Max Bygraves ~ Fings Ain’t Wot They Used To Be

I Wanna Tell You A Story!

Walter Bygraves was born one of six children in the docklands of south east London and his father was a boxer, he came from a poor council estate background and his is a story of  rags to riches steeped in music hall tradition. When he joined the RAF he used to impersonate Max Miller and that is where he picked up his nickname Max. My nan & grandad once told me he started his career singing in the Beacon pub in my home town Dagenham. Wonder if that is true!

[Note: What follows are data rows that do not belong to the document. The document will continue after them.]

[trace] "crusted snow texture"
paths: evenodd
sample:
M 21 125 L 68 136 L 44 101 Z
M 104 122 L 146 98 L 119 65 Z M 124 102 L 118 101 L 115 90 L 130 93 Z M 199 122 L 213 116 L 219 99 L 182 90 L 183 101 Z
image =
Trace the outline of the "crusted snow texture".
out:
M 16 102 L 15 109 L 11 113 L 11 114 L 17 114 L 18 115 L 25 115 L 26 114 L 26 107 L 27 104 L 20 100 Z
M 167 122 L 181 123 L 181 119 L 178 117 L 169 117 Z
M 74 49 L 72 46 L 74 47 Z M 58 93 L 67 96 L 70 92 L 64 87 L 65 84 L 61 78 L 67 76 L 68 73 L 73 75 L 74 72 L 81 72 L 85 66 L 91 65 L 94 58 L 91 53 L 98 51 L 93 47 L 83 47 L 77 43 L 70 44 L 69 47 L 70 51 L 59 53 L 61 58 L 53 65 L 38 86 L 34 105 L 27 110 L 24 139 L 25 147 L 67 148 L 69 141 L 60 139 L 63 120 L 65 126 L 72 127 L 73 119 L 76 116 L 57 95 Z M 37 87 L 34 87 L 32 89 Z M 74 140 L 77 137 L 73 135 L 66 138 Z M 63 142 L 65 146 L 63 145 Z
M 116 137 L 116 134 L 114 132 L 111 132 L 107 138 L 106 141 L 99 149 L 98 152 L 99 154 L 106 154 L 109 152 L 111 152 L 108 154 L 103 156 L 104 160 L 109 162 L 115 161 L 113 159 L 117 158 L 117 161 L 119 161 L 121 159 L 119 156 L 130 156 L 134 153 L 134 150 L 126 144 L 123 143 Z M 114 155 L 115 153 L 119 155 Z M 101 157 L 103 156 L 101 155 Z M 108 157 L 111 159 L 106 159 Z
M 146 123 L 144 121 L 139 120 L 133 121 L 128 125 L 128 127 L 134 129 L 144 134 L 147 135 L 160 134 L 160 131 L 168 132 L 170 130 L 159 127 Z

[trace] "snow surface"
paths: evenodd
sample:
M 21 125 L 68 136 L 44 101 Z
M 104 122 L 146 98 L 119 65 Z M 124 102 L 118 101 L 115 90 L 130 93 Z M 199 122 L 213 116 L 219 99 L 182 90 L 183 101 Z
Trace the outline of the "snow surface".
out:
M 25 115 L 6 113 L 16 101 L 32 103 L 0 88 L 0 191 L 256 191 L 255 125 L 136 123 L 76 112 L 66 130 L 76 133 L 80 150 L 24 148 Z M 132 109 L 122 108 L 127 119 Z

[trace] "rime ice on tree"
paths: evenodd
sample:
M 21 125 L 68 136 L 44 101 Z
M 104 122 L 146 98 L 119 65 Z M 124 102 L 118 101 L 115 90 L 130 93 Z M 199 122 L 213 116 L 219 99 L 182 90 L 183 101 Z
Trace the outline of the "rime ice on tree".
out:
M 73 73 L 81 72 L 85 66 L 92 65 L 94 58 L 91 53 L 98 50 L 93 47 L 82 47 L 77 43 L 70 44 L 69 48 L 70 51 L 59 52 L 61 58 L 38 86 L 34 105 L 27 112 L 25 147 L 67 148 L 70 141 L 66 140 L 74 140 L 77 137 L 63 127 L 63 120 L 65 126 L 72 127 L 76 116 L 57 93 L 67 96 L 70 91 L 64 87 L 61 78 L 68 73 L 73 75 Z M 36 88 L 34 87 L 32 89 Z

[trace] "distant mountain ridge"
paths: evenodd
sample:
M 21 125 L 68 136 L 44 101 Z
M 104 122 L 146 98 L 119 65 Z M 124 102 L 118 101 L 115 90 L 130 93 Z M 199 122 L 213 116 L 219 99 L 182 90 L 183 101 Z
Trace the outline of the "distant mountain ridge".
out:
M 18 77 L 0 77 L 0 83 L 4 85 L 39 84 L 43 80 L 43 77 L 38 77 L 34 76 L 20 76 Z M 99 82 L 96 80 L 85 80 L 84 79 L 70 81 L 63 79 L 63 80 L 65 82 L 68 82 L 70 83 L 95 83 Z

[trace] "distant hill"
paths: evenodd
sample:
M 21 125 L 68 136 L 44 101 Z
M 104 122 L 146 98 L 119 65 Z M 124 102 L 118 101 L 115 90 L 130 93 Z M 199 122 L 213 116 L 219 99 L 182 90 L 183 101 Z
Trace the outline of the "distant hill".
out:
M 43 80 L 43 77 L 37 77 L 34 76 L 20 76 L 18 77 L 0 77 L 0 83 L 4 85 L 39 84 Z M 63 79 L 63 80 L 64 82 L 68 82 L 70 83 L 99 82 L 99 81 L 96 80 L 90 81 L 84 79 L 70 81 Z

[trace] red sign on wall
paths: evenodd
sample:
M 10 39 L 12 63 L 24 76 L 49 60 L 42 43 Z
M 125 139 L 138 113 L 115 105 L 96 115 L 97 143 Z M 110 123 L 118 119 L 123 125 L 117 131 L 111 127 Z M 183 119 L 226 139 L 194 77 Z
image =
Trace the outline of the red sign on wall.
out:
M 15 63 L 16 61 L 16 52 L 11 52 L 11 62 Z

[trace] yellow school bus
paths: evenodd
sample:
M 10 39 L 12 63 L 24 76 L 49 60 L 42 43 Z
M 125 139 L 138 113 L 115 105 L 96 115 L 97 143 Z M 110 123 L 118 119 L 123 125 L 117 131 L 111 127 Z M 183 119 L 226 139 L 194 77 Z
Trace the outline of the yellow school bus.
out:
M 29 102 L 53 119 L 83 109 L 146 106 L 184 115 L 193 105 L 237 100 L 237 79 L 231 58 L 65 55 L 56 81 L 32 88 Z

Max had been making a name for himself on the BBC radio show “Educating  Archie” with the catch phrase “Good Idea, Son!” but in 1954 the British Hit Parade came into being and that year was a stellar year for young comic Max with hits with the Tanner Sisters ” Friends & Neighbours” and on his own with “Heart Of My Heart” and the classic ” Gilly Gilly Ossenfeffer Katzenellen Bogen By The Sea” which became a firm family favourite in our house. Also making her UK chart debut that year was Petula Clark with her song “The Little Shoemaker”.

One of my favourites as a kiddie was ” You’re A Pink Tooth Brush” which was on the radio a lot and I  met one of the writers of the song in the mid 80’s who was a fine old gentleman by the name of Bob Halfin who was working as a music publisher for a company called Campbell &  Connelly which sounded like a firm of solicitors but was one of the oldest music publishing companies in Britain.

Over the next couple of years Max appeared in the charts with “Heart” & “Meet Me On The Corner”. In May 1958 he hit No.3 big on the chart with “You Need Hands’ c/w “Tulips From Amsterdam” which became his theme tunes, both songs staying on the charts for 21 weeks that summer and selling over a million copies. At Christmas ’59 Max returned with the Christmas song “Jingle Bell Rock” .                    

In 1960 Bygraves bought the rights to an unknown song that he liked one of the songs from ~ The musical was “Oliver” written by Lionel Bart and the song was “Fings Ain’t Wot They Used To Be” and after that he never had to count his pennies again!

In the 70’s Max Bygraves enjoyed huge success with his Sing~Along~With Max albums on Pye Records which drew heavily from the nostalgia of music hall of the family medley sing~song! and he dented the charts again in 1973 with the Wink Martindale classic “Deck of Cards”.  Few British all round entertainers have been more loved.                     

I was lucky enough to meet Max Bygraves when one day he parked his beautiful Rolls Royce next to my wreck at ATV House in Marble Arch and he got out said hello and shook my hand.

I will never forget the number plate on the Rolls ~ it was MB 1. Years later Mercedes Benz offered Max one million pounds for that number plate and he turned them down.

When he was awarded the OBE his friend Eric Skyes rang him to asked him if he knew what the intitals OBE stood for! “No” said Max ~ “Over Blinkin’ Eighty” replied Eric.

Great little story from 2003 was that an Oxfam charity shop in Kent banned Max Bygraves records from the shop because they had too many of them already! Good Idea Son!